In the Sutton case, the lab misidentified the source of semen found at the crime scene and a lab employee offered misleading testimony at trial that semen found on the victim was a match to Sutton. If there had been adequate disclosure of the underlying scientific data, the defense lawyer may have been able to discover these problems at trial. Unfortunately, Texas criminal discovery laws rarely operate to provide meaningful pretrial disclosure of such scientific data. One of the jurors who convicted Sutton now says that he would not have done so but for the DNA evidence.
The DNA analysis that cleared Sutton was conducted by Identigene, a private lab that had comparatively little experience in forensic testing. Identigene's analysis found that there were two attackers, neither of whom could have been Sutton. That was enough evidence to secure Sutton's release.
As this case illustrates, the importance of DNA evidence cannot be overstated. The simple truth is that often DNA evidence will trump other, less reliable evidence. When handled, analyzed and interpreted correctly, DNA evidence works to exclude the innocent and convict the guilty. But when the same evidence is handled and analyzed in shoddy lab conditions and by incompetent lab staff, the consequences can be dire. One consequence is that the innocent are convicted. But another consequence is that the real perpetrators go free and continue to commit crimes.
That is why it is so important that there be a comprehensive and independent investigation of all cases on which the HPD crime lab worked. But instead, the district attorney's office is conducting the review and deciding which cases to retest.

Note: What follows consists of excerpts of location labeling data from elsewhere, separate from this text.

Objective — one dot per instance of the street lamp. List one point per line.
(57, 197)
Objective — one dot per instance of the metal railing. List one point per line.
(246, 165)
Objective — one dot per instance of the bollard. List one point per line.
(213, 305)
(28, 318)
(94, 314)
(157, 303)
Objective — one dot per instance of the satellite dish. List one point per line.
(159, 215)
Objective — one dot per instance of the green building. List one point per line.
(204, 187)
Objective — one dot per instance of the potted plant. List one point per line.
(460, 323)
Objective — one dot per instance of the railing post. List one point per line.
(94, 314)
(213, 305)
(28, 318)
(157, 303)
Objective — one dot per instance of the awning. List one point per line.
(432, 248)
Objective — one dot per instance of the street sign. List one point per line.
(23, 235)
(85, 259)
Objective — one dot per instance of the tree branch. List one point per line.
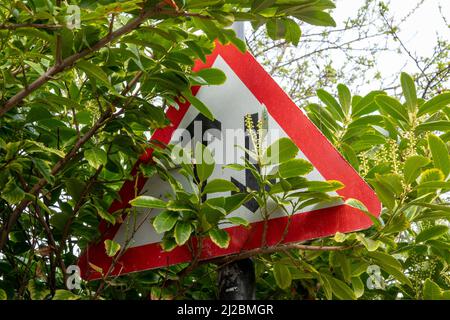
(69, 62)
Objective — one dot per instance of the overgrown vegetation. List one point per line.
(76, 107)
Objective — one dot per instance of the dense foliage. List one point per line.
(76, 107)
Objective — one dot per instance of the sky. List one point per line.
(419, 32)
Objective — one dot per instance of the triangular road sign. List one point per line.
(248, 90)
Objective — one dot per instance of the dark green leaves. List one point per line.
(200, 106)
(165, 221)
(412, 167)
(280, 151)
(111, 248)
(148, 202)
(439, 152)
(96, 157)
(294, 168)
(282, 275)
(220, 237)
(433, 232)
(409, 91)
(93, 71)
(220, 185)
(345, 98)
(392, 107)
(182, 232)
(211, 76)
(316, 17)
(284, 28)
(204, 162)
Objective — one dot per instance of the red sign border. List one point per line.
(305, 226)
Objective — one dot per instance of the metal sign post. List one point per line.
(236, 280)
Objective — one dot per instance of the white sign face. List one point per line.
(229, 103)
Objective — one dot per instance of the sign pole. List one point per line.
(236, 280)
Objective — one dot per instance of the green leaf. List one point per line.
(391, 266)
(148, 202)
(44, 169)
(165, 221)
(204, 162)
(168, 244)
(439, 152)
(435, 104)
(93, 71)
(354, 203)
(105, 215)
(220, 237)
(358, 286)
(280, 151)
(392, 107)
(440, 125)
(96, 157)
(345, 98)
(74, 188)
(37, 292)
(61, 294)
(332, 104)
(235, 166)
(294, 168)
(344, 263)
(316, 18)
(111, 247)
(220, 185)
(276, 29)
(211, 76)
(371, 245)
(384, 194)
(433, 232)
(182, 232)
(260, 5)
(386, 259)
(409, 91)
(412, 167)
(293, 31)
(200, 106)
(12, 193)
(340, 289)
(282, 275)
(3, 295)
(431, 291)
(238, 221)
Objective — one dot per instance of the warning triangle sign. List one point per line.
(248, 90)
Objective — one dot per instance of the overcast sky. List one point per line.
(419, 32)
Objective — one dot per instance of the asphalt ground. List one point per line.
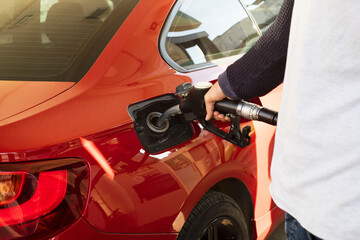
(278, 234)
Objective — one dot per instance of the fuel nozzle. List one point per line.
(194, 101)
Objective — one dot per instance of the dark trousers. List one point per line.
(294, 231)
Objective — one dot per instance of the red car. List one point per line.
(71, 164)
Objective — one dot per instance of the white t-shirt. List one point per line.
(316, 163)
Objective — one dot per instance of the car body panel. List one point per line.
(18, 96)
(145, 193)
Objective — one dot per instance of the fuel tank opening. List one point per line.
(151, 121)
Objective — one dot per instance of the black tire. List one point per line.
(215, 217)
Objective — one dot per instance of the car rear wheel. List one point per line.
(216, 216)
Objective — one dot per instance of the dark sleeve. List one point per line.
(262, 68)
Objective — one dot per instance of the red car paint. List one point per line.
(145, 196)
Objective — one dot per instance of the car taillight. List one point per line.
(38, 199)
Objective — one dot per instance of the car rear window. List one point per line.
(52, 40)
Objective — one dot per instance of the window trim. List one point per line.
(165, 30)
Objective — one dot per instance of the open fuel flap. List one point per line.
(154, 139)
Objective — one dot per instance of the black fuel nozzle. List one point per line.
(193, 107)
(183, 89)
(194, 101)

The problems with such a review are manifold:
An independent audit oversight committee needs to be established to review these cases. This is the only reasonable response to the gross errors and misconduct that have been established. This is the model major hospitals use whenever a serious medical error is revealed, and is exactly what is done in almost every other institution in America where life, health or safety is at stake. In a world-class city like Houston, we would not tolerate errors of this kind in these other institutions. The integrity of our criminal justice system demands no less.
The committee need not be large, but at a minimum should include a retired judge, a retired prosecutor or a prosecutor from another jurisdiction, a law professor with extensive criminal defense experience, and a scientist from the medical community, familiar with audits when acts of misconduct have been uncovered.

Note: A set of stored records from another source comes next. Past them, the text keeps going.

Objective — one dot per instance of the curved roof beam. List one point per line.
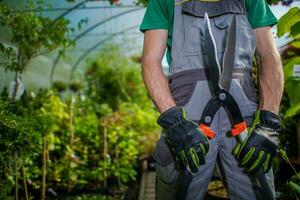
(87, 31)
(96, 46)
(71, 9)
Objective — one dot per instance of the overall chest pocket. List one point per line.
(194, 34)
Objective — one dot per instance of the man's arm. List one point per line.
(270, 73)
(155, 42)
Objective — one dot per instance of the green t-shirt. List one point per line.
(159, 15)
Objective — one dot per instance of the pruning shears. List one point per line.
(220, 79)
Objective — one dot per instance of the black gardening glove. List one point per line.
(261, 146)
(186, 141)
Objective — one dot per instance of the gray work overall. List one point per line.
(189, 85)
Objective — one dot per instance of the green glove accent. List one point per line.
(186, 141)
(261, 146)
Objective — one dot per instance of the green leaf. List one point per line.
(287, 21)
(292, 88)
(292, 111)
(295, 29)
(295, 187)
(296, 44)
(289, 67)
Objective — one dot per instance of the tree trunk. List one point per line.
(298, 138)
(105, 153)
(16, 86)
(43, 184)
(25, 181)
(17, 176)
(72, 122)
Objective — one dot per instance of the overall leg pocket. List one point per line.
(168, 179)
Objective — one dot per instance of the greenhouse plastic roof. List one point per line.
(107, 24)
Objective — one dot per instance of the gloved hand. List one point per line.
(261, 146)
(186, 141)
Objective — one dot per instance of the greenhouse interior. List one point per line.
(76, 120)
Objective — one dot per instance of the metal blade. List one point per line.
(229, 56)
(211, 57)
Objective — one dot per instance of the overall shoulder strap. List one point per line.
(213, 8)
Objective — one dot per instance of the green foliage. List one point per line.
(30, 33)
(289, 23)
(113, 79)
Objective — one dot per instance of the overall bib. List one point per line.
(189, 85)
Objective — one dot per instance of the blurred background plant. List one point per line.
(90, 134)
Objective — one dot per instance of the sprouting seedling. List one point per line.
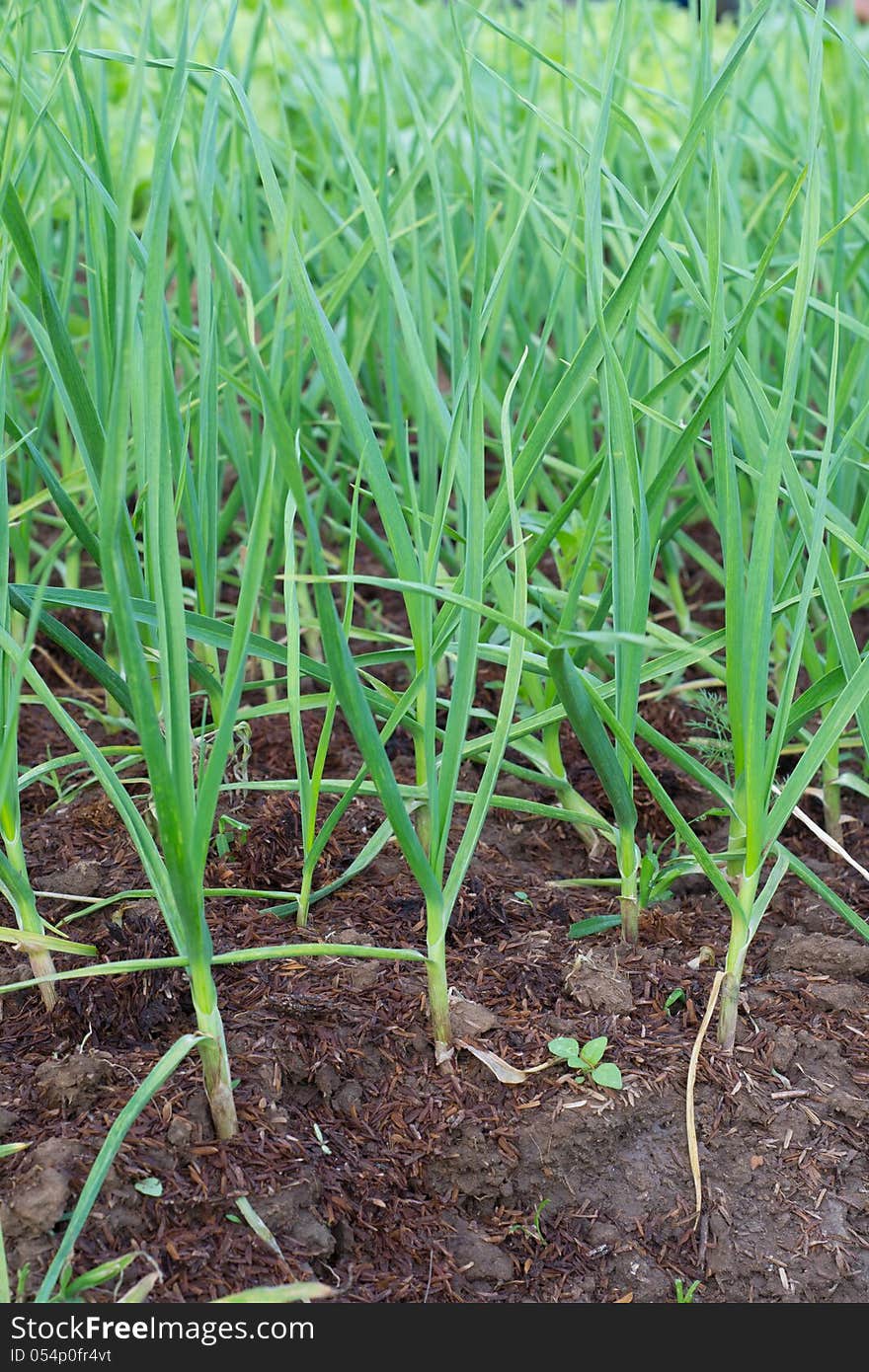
(685, 1295)
(714, 741)
(587, 1061)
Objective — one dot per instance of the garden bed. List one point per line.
(391, 1181)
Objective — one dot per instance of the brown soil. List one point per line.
(394, 1181)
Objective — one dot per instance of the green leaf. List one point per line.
(574, 689)
(593, 1051)
(593, 925)
(563, 1047)
(607, 1075)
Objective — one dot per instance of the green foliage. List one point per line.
(587, 1061)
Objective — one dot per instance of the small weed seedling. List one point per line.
(685, 1295)
(587, 1061)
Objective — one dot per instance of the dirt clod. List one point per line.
(73, 1083)
(597, 984)
(830, 955)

We can't ignore the mounting evidence of problems in our criminal justice system, especially when innocent people may be in prison or on death row because of them. Nor can we pretend that these problems are isolated to Houston. Let's get serious about reviewing cases handled by the HPD crime lab and let's create a state oversight body to regulate crime labs across the state. Because if we don't, guilty people will continue to go free and innocent people will continue to be convicted. Just ask Josiah Sutton.
Neufeld and Scheck, based in New York City, are cofounders and directors of the Innocence Project, a national nonprofit legal clinic devoted to freeing the innocent.